| If you use the same compiler, ABI is a non-issue. If you want to distribute dynamic-link binaries for windows, use MSVC. If you want to distribute dynamic-link binaries for OS X, use Xcode. If you want to distribute dynamic-link binaries for linux, you are SOL regardless of whether or not you are using C++, but if you use the same compiler and flags that the latest LTS version of Ubuntu uses, then it will work on Ubuntu, and will be made to work anywhere that Steam works. It used to be that there were at least two C++ compilers for each *nix (typically GNU and something cfront based), so ABI was a much bigger deal. When "Modern C++ Design" came out, famously none of the compilers could correctly compile all of the sample code. Since then things are much better; not that all compilers are bug-free of course, but they are sufficiently good enough that if you report a bug, you can expect it to be fixed. [EDIT] "Don't use STL Types in your interfaces" is not advice I've heard in like 15 years; I more often hear "If you're using a C array instead of a Vector, you're doing it wrong" "Don't throw exceptions across module boundaries" seems similarly odd. Unless your constructors are inlined, no modern code-base will follow that rule because RAII relies so strongly on exceptions. There are coding styles that are opposed to exceptions as part of an external interface, but that's due to exceptions not being checked as part of the type system, and is not what I would call a majority opinion. |
To clarify "module boundaries", I mean "separate shared objects."

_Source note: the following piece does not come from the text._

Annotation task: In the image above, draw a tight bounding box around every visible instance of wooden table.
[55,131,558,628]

As for Linux, I'm not too concerned with creating a single binary that works for all distributions.
I'm more concerned with someone being able to build a set of shared libraries on their distribution of choice and those shared libraries being able to interact naturally regardless of which compiler s/he uses to build each of them.
Say, LibA is built using LLVM. LibB is built using G++ and LibC is built using ICC.
LibA defines several classes. LibB creates some subtypes. LibC instantiates types from both LibA and LibB.
All the functions present in LibA, LibB, LibC make use of STL types such as std::string, std::vector, etc. Some may throw exceptions, whatever.
With respect to MSVC, I've read that compatibility between Debug and Release builds is kind of suspect, especially if you're using STL types. Not to mention differences in MSVC version. Is this still a concern?